Malgré des contraintes financières et humaines, cette administration s’efforce au quotidien de répondre aux besoins de la population et de développer la région.

Dans une interview, le Président du Conseil Régional de l’Est, Alphonse WOUAMANE MBELE, dresse un bilan mitigé de l’action menée depuis la création de l’institution et appelle à un renforcement des moyens alloués.

La composition du Conseil Régional de la Région de l’Est est similaire à celle des autres conseils régionaux du Cameroun, avec 90 conseillers, dont 20 représentants du commandement traditionnel et 70 délégués de département provenant des 33 arrondissements de la région. Malheureusement, le conseil a perdu cinq conseillers au cours des quatre dernières années.

Malgré des difficultés telles que le non-respect des délais pour les sessions trimestrielles, le conseil a tout de même réussi à tenir les quatre sessions annuelles prévues. En général, le Conseil Régional de l’Est parvient à organiser et à mettre en œuvre ses projets à hauteur de 60 %. Bien que confrontée à des défis, cette institution, nouvellement mise en place, s’en sort plutôt bien compte tenu de la conjoncture économique et financière difficile qui touche également les collectivités territoriales.

Le Conseil Régional de la Région de l’Est accorde en outre une grande importance aux enjeux sociaux, sanitaires et environnementaux. Dès sa première année, le conseil a élaboré un plan régional de développement basé sur un diagnostic participatif mené dans les 33 arrondissements de la région de l’Est. Il entend également réaliser plusieurs projets dans le secteur de la santé.

En tant que collectivité territoriale décentralisée et démembrement de l’État, le conseil doit fonctionner sur la base de compétences transférées. Cela signifie que les ressources correspondantes doivent également être transférées simultanément, conformément à la loi. Dans le contexte de crise au Cameroun, le conseil émet un plaidoyer en faveur du transfert effectif de ses ressources, afin de pouvoir planifier ses actions sur le terrain. Cela inclut des ressources humaines, matérielles et financières. Si cela était respecté, le conseil ne se plaindrait pas autant.

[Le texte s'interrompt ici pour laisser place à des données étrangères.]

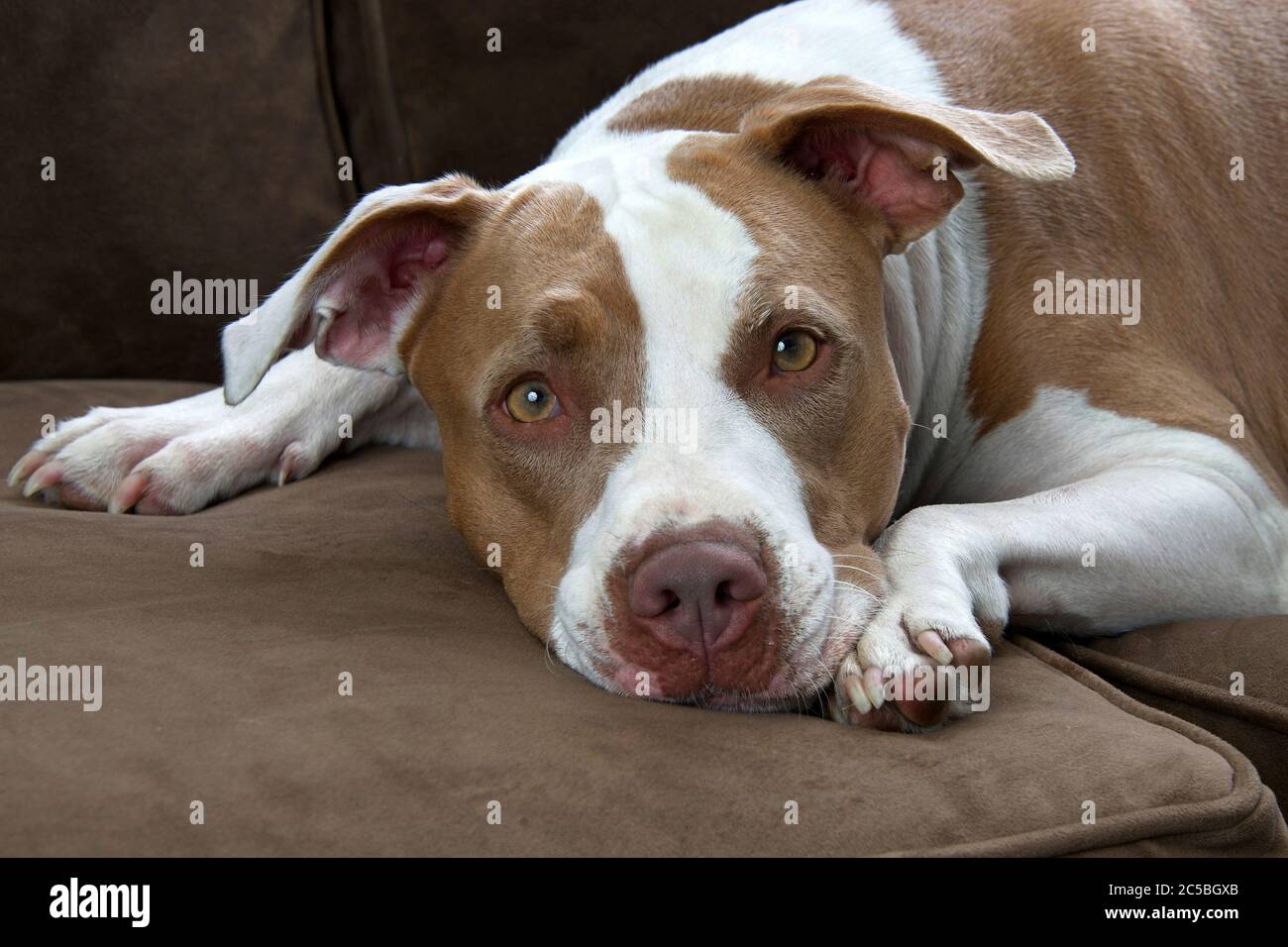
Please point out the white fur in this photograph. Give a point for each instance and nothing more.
(200, 450)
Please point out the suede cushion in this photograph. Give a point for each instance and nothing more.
(220, 165)
(220, 684)
(1188, 671)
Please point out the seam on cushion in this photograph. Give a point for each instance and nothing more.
(326, 93)
(1250, 709)
(1206, 818)
(397, 163)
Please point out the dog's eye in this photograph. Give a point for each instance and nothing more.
(795, 351)
(531, 401)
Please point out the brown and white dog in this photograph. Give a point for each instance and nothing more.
(789, 286)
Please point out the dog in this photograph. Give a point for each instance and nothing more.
(811, 359)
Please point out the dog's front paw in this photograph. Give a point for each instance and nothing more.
(925, 655)
(165, 459)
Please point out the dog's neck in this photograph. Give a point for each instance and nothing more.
(934, 300)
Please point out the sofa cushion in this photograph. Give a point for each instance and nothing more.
(220, 165)
(220, 684)
(1229, 677)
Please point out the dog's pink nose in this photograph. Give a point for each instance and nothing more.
(700, 591)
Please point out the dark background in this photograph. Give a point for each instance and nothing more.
(223, 163)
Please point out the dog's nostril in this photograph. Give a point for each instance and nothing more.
(700, 590)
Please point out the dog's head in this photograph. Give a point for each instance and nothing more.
(669, 410)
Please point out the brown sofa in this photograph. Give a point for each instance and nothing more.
(220, 682)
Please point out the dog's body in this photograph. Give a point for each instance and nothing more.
(746, 231)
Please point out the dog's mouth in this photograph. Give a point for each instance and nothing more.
(767, 680)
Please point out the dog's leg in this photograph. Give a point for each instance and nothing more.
(184, 455)
(1137, 544)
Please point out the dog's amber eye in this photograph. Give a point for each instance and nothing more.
(531, 401)
(795, 351)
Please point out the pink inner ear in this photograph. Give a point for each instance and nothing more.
(373, 290)
(889, 171)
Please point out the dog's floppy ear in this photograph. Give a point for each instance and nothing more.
(362, 286)
(896, 154)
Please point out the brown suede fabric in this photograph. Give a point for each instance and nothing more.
(217, 163)
(220, 684)
(1188, 671)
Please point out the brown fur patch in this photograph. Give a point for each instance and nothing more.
(1154, 116)
(700, 103)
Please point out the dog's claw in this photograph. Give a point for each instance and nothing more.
(934, 647)
(874, 684)
(128, 492)
(46, 475)
(26, 464)
(857, 696)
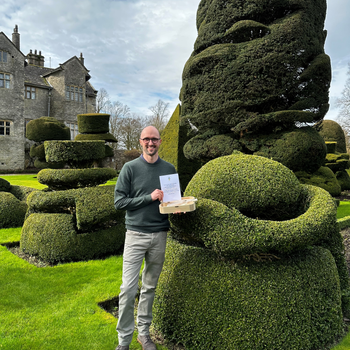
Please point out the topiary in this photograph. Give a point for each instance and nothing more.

Par ailleurs, nous plaidons également pour une fiscalité locale. Depuis 2021, nous attendons une loi sur ce sujet, qui a été demandée avec insistance par la plus haute hiérarchie de l’État. Nous avons misé sur cette loi dans l’espoir de la soumettre au Parlement, mais cela n’a pas encore été fait, limitant considérablement nos moyens financiers en tant que conseils régionaux. De plus, nous rencontrons également des problèmes professionnels en attendant une loi sur la fonction publique locale qui tarde à venir. Cela nous empêche non seulement d’avoir les experts nécessaires pour mener à bien notre travail, mais aussi de louer les services d’experts externes, ce qui affecte nos actions et nos résultats souhaités.

Benjamin Ebelle

 

 

Interview

« Le Conseil Régional de la Région de l’Est se porte tant bien que mal, c’est le moins que l’on puisse dire. »

Alphonse WOUAMANE MBELE,Président du Conseil Régional de la Région de l’Est

Monsieur le Président du Conseil Régional de la Région de l’Est, comment se présente le Conseil Régional de la Région de l’Est ?  

Le Conseil Régional de la Région de l’Est est, comme les conseils régionaux des 10 régions du Cameroun, constitué de 90 conseillers régionaux, dont 20 conseillers du commandement traditionnel et 70 conseillers délégués de département, issus des 33 arrondissements de la région de l’Est. Jusqu’à présent, nous avons malheureusement perdu 5 de nos conseillers en l’espace de 4 ans, le dernier étant décédé la semaine dernière. Nous avons également tenu nos 4 sessions ordinaires annuelles, même si nous n’avons souvent pas pu respecter les délais de tenue trimestrielle de ces sessions. Malgré cela, nous avons réussi à tenir les quatre sessions prévues par an. Nous avons évidemment des difficultés dont nous pouvons parler, si vous en convenez, mais de manière globale, nous arrivons à organiser et à réaliser nos projets à plus de 60 % comme nous le prévoyons. Donc, le Conseil Régional de la Région de l’Est se porte tant bien que mal, c’est le moins que l’on puisse dire. Nous savons que c’est un mandat de mise en place d’une institution nouvelle, une institution qui se construit alors que la conjoncture dans le pays n’est pas très bonne sur le plan économique et financier, ce qui impacte négativement les indices des démembrements des collectivités territoriales qui doivent se mettre en place. C’est ce que nous pouvons vous dire du point de vue de la présentation du Conseil Régional de l’Est.

 

Le volet social, sanitaire et même environnemental a une place de choix au sein de votre conseil. Qu’est-ce que le Conseil Régional de la Région de l’Est a prévu pour le secteur de la santé ?  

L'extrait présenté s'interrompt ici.